A psychologist friend once told me, very emphatically, “The mind is not a storage cabinet, Wahn. It’s a receiving and transmitting device.” She was referring, of course, to the subject of memory. We now know that information and experiences are not ‘stored’ in the brain in neat little packages, located in some corner of the mind, to be opened like a drawer when we retrieve it.
Instead, what we seem to be doing when we remember something is that we’re re-activating established wiring that involves thousands of neurons, which fire in a pattern that is essentially the experience of remembering that moment in time.
And we’ve also learned that every time we reactivate that ‘firing of the wiring’, the wiring itself changes slightly, and the memory is therefore changed.
In other words, memory is a creative process.
When we design a campaign (i.e., not just a single ad or a moment in time, but a series of connected moments over an extended period), what we’re really aiming to do is to first create new wiring in the brains of our constituents. And the only way to do that is to expose our audiences to heightened sensory and emotional experiences connected to our brand.
What’s more, we want those experiences to be highly attractive to repeat. Negative experiences, while being memorable in their own way, are not attractive to repeat; generally speaking, people will avoid the reactivation of those experiences if they can, out of a sheer sense of survival.
My next hypothesis is that forming new wiring, which takes energy and resources on the part of the brain, is more likely if the new wiring is somewhat close to wiring that already exists.

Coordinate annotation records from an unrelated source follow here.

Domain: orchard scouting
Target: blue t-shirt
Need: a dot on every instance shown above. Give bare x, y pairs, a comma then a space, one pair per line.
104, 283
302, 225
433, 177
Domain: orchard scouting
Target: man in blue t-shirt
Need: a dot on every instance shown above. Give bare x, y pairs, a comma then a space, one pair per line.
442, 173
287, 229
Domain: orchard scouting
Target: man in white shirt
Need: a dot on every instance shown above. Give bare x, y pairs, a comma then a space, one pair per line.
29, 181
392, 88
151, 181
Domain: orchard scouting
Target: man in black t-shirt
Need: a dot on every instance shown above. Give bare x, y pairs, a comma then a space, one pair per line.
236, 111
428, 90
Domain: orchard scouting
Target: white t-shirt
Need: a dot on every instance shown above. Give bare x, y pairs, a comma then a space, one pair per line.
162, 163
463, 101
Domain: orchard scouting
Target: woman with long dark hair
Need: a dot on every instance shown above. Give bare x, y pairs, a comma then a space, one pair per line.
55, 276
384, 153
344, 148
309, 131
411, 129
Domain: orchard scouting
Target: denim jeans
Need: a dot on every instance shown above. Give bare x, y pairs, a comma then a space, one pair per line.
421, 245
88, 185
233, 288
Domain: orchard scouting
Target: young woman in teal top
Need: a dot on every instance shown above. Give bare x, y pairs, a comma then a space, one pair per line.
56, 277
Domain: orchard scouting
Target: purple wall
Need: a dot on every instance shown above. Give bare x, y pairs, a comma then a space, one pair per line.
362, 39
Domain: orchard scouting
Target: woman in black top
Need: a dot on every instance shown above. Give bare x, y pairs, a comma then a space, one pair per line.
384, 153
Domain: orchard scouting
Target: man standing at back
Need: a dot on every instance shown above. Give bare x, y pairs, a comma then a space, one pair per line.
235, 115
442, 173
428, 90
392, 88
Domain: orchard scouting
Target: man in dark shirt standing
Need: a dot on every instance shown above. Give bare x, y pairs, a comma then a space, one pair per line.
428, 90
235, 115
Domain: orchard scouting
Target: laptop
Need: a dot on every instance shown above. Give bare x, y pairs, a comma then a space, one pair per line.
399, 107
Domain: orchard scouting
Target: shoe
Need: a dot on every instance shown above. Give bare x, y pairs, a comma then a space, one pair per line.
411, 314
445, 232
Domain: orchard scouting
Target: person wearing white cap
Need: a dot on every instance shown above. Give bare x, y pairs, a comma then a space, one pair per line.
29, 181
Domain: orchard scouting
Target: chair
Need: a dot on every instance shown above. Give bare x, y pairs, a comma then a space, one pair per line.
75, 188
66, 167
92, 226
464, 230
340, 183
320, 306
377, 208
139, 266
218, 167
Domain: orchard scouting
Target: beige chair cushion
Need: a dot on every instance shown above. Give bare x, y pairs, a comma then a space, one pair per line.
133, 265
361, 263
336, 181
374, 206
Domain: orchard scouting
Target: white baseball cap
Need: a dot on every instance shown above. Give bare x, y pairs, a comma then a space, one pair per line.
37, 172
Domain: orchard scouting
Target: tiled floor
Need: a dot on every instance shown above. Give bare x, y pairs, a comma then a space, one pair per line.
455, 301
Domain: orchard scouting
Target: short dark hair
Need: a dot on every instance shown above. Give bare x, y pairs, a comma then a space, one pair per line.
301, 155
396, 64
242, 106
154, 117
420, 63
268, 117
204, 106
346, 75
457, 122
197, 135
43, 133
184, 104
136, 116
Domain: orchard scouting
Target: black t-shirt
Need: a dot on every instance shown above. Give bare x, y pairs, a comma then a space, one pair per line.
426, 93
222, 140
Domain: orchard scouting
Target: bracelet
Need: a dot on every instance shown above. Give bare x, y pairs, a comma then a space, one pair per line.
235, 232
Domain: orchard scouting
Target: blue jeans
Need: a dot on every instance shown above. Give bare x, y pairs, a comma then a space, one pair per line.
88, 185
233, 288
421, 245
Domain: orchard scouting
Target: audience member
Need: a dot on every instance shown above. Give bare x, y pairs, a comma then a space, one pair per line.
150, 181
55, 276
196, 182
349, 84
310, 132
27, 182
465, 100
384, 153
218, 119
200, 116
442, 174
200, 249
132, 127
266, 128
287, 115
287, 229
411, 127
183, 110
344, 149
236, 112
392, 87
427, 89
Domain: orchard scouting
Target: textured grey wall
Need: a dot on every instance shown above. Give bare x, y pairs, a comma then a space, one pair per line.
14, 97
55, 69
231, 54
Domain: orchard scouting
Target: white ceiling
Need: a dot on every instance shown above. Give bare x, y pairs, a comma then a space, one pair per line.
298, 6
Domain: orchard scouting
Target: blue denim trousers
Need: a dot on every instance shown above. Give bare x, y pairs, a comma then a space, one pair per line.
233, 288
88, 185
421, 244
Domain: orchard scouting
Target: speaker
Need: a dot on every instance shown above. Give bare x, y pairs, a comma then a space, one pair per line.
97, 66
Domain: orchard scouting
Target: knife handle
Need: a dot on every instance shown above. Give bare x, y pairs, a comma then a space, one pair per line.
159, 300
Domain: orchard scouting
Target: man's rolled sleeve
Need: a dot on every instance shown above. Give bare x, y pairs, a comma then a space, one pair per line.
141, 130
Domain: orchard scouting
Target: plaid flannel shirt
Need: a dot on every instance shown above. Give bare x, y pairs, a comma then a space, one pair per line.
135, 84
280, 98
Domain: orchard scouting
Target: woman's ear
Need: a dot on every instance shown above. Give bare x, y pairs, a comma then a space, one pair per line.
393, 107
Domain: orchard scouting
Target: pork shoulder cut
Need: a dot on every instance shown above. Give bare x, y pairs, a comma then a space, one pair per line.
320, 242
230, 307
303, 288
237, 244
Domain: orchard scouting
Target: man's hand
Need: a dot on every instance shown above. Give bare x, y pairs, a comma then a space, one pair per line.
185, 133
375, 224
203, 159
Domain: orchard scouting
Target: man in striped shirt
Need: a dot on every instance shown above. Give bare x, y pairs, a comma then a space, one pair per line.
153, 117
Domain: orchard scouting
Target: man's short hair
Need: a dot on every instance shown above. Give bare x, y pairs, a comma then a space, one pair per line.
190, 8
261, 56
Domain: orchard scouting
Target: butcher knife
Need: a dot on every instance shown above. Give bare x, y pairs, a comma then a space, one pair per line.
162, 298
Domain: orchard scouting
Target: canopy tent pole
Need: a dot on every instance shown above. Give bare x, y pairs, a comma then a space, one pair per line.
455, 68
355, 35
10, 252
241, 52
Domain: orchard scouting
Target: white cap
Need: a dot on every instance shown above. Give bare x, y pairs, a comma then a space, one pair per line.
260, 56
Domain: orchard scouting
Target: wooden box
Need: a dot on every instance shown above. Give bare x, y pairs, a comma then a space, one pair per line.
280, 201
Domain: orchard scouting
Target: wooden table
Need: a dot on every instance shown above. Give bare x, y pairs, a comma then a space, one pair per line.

The brain is a highly efficient mechanism, which uses resources with brilliant skill. If it simply takes too much resource (proteins, for example) to establish radically new wiring, it simply will not do so. Short of a major cataclysmic experience such as 9/11 or World War II, the human brain will stick to its existing guns, so to speak. So, it would be wise for us to understand what the existing patterns of thought and behaviour are that are fairly close to the new thoughts/behaviours we’re trying to instill. It only makes sense.
Our creative and media decisions should help the audience, over time, reactivate and evolve the wiring, keeping it alive and fresh. The understanding that memory is a creative process, should lead us to investigate ways to get our customers to become involved in that creativity. In many ways, that’s what advertising and social media combinations are really doing. The ad or initial content (for example, a brilliant launch film on YouTube) forms the first, tentative new wiring, and social media engages that audience in the continual recreation of that new mental pattern, reinforcing and evolving it in a wonderful dance.